Halife Hz. Ömer"in uyarısı Hz. Osman"ın azatlısı Ferruh"u etkilemişti. Hatasını anlayan Ferruh, “Ey müminlerin emîri, Allah"a ve sana söz veriyorum, bundan sonra asla yiyecek konusunda böyle bir şey yapmayacağım.” diyerek tevbe etti. Hz. Ömer"in azatlısı ise, “Kendi mallarımızı alıp satıyoruz!” diyerek itirazını sürdürdü. Dolayısıyla sahip olduğu yiyecekleri karaborsada satma düşüncesinden vazgeçmedi. Hadisin râvilerinden Ebû Yahyâ, bu şahsı daha sonra cüzzamlı bir hâlde gördüğünü kaydetmiştir.
İnsanların ihtiyacı olan ticaret mallarını toplayıp stoklayarak pahalanmasını beklemek ve bu gayeyle piyasaya arzını geciktirmek anlamına gelen karaborsacılık, dinin genel ahlâkî ilkelerine ters düşen bir davranıştır. Zorunlu ihtiyaç maddelerini belli bir süre elinde tutarak veya piyasadan çekerek fiyatı iyice yükseltip daha sonra istediği fiyattan satmak suretiyle insanların sırtından kolay ve yüksek kazanç elde etmek, onlara bir nevi zulmetmektir. Ticarî ve ahlâkî yapının bozulmasına neden olabilecek bu bencilce ve zalimce davranış, insanların mallarını kendi aralarında haksız ve bâtıl yollarla yemelerini yasaklayan Yüce Allah"ın katında kesinlikle makbul değildir. Bu anlamda Sevgili Peygamberimizin, “Karaborsacılık yapan kimse günahkâr olur.” 1 hadisi, insanlara zulmederek onların sırtından haksız kazanç elde eden kimselere yönelik ciddi bir uyarıdır. 

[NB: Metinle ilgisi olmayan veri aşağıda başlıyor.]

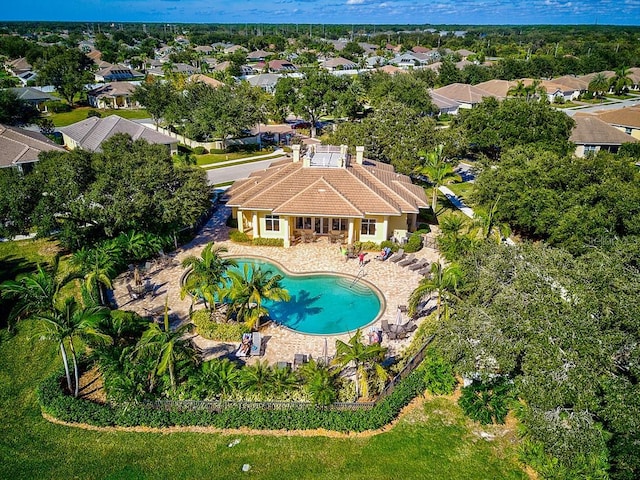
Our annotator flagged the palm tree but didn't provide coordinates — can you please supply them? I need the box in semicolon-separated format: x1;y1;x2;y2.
609;67;633;95
333;329;388;398
225;264;290;329
588;72;609;97
35;297;112;398
0;256;78;330
180;242;237;311
71;243;120;305
409;263;462;321
135;298;194;391
240;360;273;395
417;145;461;215
299;360;338;405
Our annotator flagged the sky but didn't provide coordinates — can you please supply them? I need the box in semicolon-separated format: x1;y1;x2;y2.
0;0;640;25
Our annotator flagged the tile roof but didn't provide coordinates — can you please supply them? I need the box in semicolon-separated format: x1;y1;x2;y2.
59;115;177;152
569;113;638;145
0;124;65;168
227;154;428;218
596;105;640;128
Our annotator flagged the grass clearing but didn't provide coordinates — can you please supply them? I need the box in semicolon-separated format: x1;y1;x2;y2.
47;107;150;127
0;240;527;480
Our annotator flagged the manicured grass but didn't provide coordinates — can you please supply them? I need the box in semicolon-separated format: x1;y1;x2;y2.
195;150;280;167
0;322;526;480
48;107;150;127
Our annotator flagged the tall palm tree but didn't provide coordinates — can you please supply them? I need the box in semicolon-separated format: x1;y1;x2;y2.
225;264;290;329
181;242;237;311
135;298;194;391
35;297;112;398
588;72;610;97
333;329;388;398
0;256;79;330
609;67;633;95
71;243;120;305
417;145;461;215
409;263;462;321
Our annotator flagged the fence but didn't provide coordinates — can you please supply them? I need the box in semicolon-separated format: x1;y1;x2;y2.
146;400;376;412
146;335;435;412
376;335;435;401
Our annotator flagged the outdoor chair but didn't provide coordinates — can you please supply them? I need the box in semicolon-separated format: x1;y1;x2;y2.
409;258;429;270
127;283;140;300
398;253;416;267
389;248;404;263
293;353;308;370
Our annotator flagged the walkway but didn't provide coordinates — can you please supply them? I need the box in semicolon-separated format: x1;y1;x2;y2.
114;205;439;363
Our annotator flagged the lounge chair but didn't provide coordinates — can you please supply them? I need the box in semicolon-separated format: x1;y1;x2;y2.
409;258;429;270
398;253;416;267
389;248;404;263
127;283;140;300
293;353;308;370
251;332;262;356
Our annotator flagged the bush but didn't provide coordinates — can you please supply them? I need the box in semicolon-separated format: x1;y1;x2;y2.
193;146;207;155
420;352;458;395
191;310;251;342
229;230;251;243
38;362;425;432
44;100;71;113
251;237;284;247
458;378;512;425
404;232;422;253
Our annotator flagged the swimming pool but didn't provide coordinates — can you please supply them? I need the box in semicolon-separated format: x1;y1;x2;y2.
229;257;384;335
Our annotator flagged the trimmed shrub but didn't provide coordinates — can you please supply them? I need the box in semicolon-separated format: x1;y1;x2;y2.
191;310;251;342
38;371;425;432
229;230;251;243
404;232;422;253
193;146;208;155
44;100;71;113
251;238;284;247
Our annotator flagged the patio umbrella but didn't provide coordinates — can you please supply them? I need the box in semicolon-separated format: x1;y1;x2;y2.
133;265;142;287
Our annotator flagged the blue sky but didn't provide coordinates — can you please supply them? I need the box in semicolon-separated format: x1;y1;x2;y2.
0;0;640;25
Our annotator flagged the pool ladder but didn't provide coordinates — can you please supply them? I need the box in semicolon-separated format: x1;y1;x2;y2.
349;267;365;288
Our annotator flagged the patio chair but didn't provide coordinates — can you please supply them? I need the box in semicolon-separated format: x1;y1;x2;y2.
251;332;262;356
398;253;416;267
293;353;308;370
127;283;140;300
389;248;404;263
409;258;429;270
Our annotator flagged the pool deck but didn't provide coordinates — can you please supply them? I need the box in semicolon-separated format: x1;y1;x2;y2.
114;205;439;363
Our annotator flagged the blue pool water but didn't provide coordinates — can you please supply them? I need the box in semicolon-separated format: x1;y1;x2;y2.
230;258;381;335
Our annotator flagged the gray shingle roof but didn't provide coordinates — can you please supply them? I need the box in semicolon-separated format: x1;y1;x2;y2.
59;115;177;152
0;124;65;168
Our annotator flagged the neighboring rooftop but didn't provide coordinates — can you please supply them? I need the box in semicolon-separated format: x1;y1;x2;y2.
59;115;177;152
0;124;65;168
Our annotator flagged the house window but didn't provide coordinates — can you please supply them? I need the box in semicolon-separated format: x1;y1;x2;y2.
296;217;311;230
360;218;376;235
264;215;280;232
331;218;349;232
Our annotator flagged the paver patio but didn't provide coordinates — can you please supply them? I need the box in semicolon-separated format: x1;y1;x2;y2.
114;205;439;363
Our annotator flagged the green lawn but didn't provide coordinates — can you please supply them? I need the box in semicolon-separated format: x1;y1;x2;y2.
48;107;149;127
0;241;527;480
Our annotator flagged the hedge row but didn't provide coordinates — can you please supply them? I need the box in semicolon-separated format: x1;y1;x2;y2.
38;370;425;432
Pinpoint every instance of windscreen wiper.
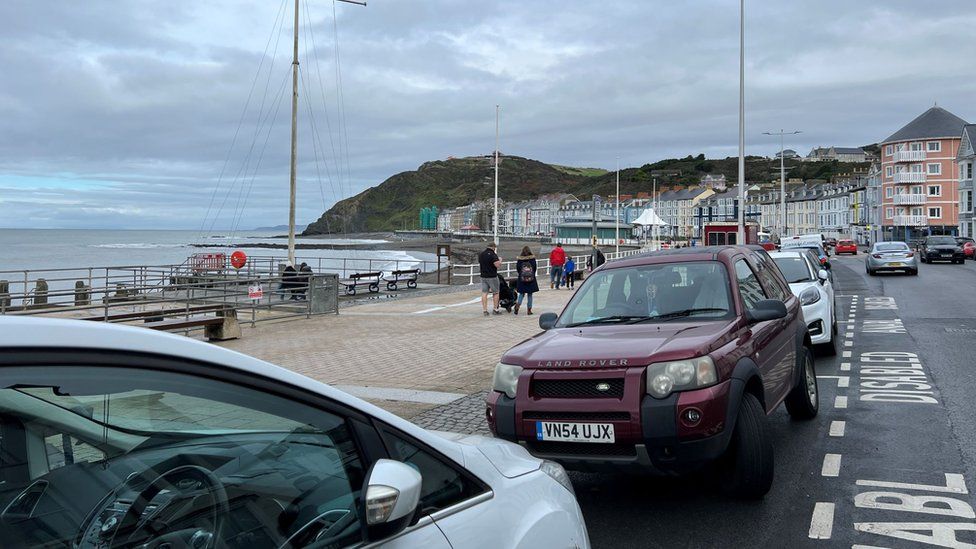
[631,307,729,324]
[566,315,646,328]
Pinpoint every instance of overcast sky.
[0,0,976,229]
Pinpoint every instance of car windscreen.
[874,242,908,252]
[557,261,734,327]
[773,256,813,284]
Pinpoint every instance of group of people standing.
[478,243,606,316]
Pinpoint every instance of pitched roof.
[883,107,966,143]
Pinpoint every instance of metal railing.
[453,249,646,284]
[0,263,339,330]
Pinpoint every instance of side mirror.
[364,459,421,541]
[746,299,786,324]
[539,313,559,330]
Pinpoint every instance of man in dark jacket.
[478,242,502,316]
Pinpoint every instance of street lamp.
[763,130,803,238]
[737,0,746,246]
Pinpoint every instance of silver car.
[864,242,918,276]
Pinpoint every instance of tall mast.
[288,0,298,267]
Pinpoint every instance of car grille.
[532,378,624,398]
[528,440,637,457]
[522,411,630,421]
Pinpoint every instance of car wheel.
[721,393,773,499]
[786,346,816,419]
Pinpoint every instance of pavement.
[219,280,572,418]
[227,255,976,549]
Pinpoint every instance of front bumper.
[486,372,733,475]
[803,297,833,345]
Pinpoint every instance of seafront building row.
[427,106,976,243]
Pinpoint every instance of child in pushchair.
[498,275,518,312]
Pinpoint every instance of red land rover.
[486,246,819,498]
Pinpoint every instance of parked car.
[834,239,857,255]
[864,242,919,276]
[915,236,966,263]
[0,317,589,548]
[486,246,819,498]
[769,249,843,355]
[956,236,976,259]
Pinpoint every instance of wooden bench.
[383,269,420,291]
[79,304,224,322]
[141,308,241,341]
[339,273,383,295]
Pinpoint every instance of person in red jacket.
[549,242,566,290]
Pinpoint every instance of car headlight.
[539,460,576,497]
[644,356,718,398]
[800,287,820,305]
[491,362,522,398]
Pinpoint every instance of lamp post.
[763,130,803,238]
[736,0,746,246]
[614,156,620,256]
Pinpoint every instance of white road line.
[413,297,481,315]
[333,385,467,404]
[809,501,834,539]
[820,454,840,477]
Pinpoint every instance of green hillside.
[302,154,867,235]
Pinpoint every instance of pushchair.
[498,275,518,312]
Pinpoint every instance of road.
[572,255,976,548]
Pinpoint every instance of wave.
[88,242,186,250]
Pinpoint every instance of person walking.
[549,242,566,290]
[586,248,607,272]
[478,242,502,316]
[563,256,576,290]
[515,246,539,314]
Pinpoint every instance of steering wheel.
[108,465,230,549]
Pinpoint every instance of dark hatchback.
[916,236,966,263]
[486,246,819,497]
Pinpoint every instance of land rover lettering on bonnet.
[486,246,819,498]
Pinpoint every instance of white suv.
[0,318,589,549]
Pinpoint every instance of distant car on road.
[769,249,837,355]
[834,239,857,255]
[864,242,919,276]
[0,317,589,549]
[915,236,966,263]
[486,246,819,498]
[956,236,976,259]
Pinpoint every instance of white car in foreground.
[769,249,837,354]
[0,317,589,549]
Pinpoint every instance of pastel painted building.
[881,107,966,241]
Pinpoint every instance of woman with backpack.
[515,246,539,314]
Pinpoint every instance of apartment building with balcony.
[956,124,976,238]
[881,106,966,241]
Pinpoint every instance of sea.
[0,229,437,280]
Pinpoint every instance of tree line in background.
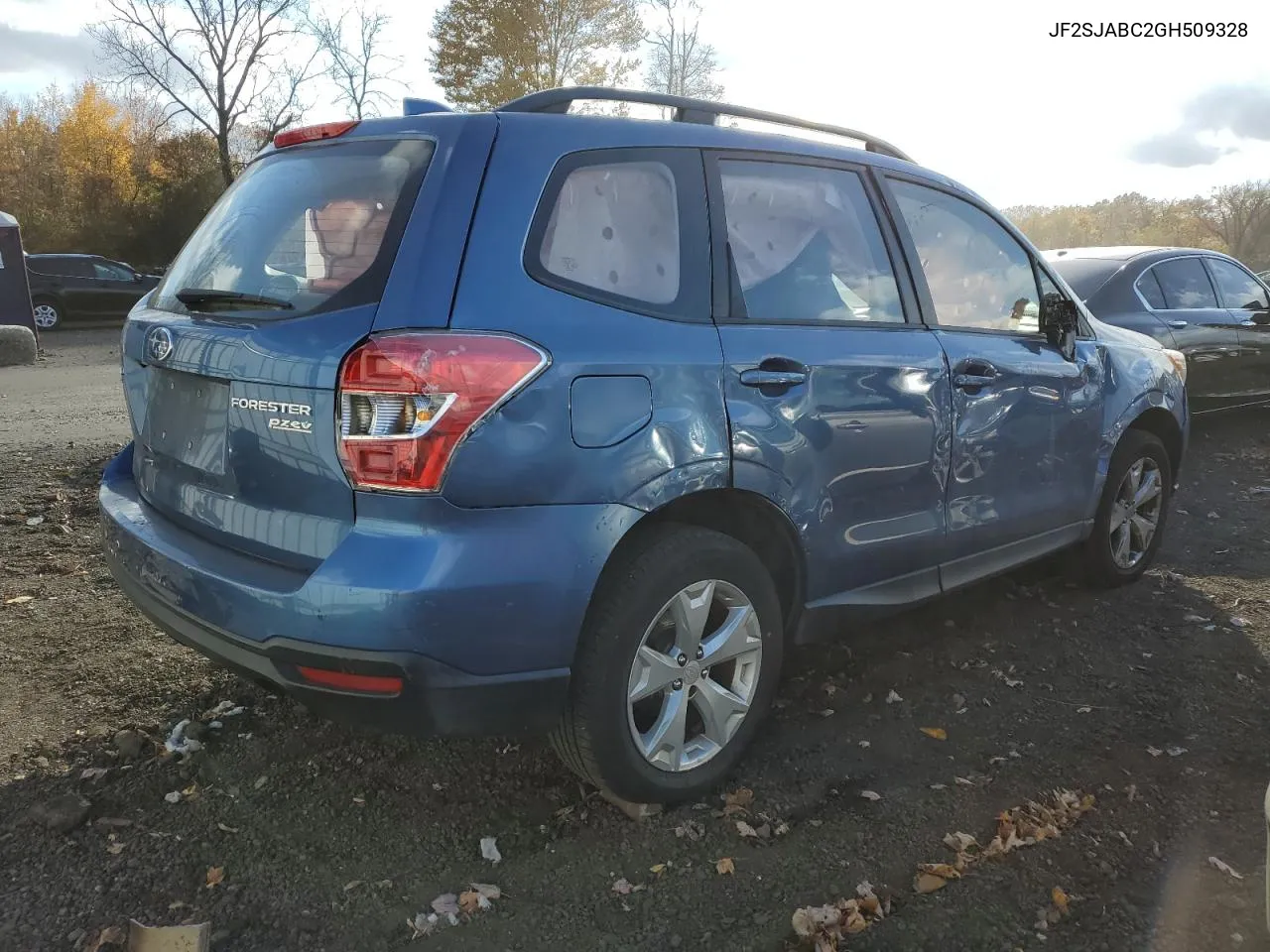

Karaborsacılık yaparak insanları mağdur etmenin ne denli kötü olduğunu doğrudan Allah Resûlü"nden öğrenen sahâbîlerden biri de hicretin altıncı yılında Hudeybiye"de Rıdvan Biati"ne katılmış olan Ma"kil b. Yesâr idi. Rahatsızlığı iyice artınca kendisini ziyarete gelen Ubeydullah b. Ziyâd"a şöyle demişti: “Dinle, ey Ubeydullah! Sana Resûlullah"tan (sav) sadece bir ya da iki kere işitmediğim (daha fazla duyduğum) bir söz söyleyeceğim. Resûlullah"ı şöyle derken işittim: "Fiyatları artırmak için Müslümanların fiyatlarına (piyasalarına) müdahale eden kişiyi Allah Teâlâ"nın kıyamet gününde büyük bir ateşe oturtması haktır." ”2
Allah Resûlü"nün genel tavrı piyasalara müdahale edilmemesi yönünde idi. Bir gün bazı sahâbîlerin kendisine gelerek, “Fiyatlar çok arttı, ücretleri bizim için siz belirleseniz.” demeleri üzerine, fiyatların Allah"ın takdiri doğrultusunda şekillendiğini, vermeyip kısanın da çok verenin de rızıklandıranın da Allah Teâlâ olduğunu belirtmişti. Ardından da “Ben, hiçbirinizin kendisine yaptığım bir haksızlıktan dolayı kan veya mal konusunda benden alacaklı olmayacağı bir hâlde Allah"a kavuşmayı dilerim.” 3 buyurarak piyasaya müdahale edilmemesi gerektiğini ve fiyatların piyasa şartlarına göre belirlenmesi gerektiğini tavsiye etmişti. Bu noktada Peygamberimizin karaborsacılık yaparak fiyatları şişiren ve insanların malını haksız yere gasp etmek isteyenler için şöyle buyurduğunu hatırlamak gerekir: “Kim bir yiyecek maddesini kırk gün saklarsa, o kimse Allah Teâlâ"dan uzaklaştığı gibi, Allah Teâlâ da ondan uzaklaşır. Bir bölgenin insanları, aralarında aç bir kimse varken sabahlar iseler Allah Teâlâ"nın himayesi onlardan uzak olur.” 4 Hadiste halkın ihtiyacı olan gıda maddesinin kırk gün süreyle stoklanıp piyasaya sürülmesi karaborsacılık olarak değerlendirilmektedir. Ancak İslâm bilginleri karaborsacılığın sadece gıda maddeleriyle sınırlı olup olmadığı ve stok süresi hususunda farklı görüşler ileri sürmüşlerdir. İhtilâflar bir tarafa bırakılacak olursa, herhangi bir ticarî malı stoklayıp daha sonra satmanın karaborsacılık olarak değerlendirilmesi için söz konusu malın toplumun zorunlu bir ihtiyacı olması ve piyasaya arz edilmediği takdirde toplum hayatını olumsuz etkilemesi gerekir. Bu çerçevede hadiste geçtiği gibi stoklamanın “kırk gün” ile kayıtlanması insanlara zarar verecek kadar bir süreyi ifade etmektedir. Dolayısıyla burada esas olan, insanların sıkıntıya sokulmasıdır ve bu zaman kırk gün olabileceği gibi, kırk saat hatta daha kısa bir süre de olabilir.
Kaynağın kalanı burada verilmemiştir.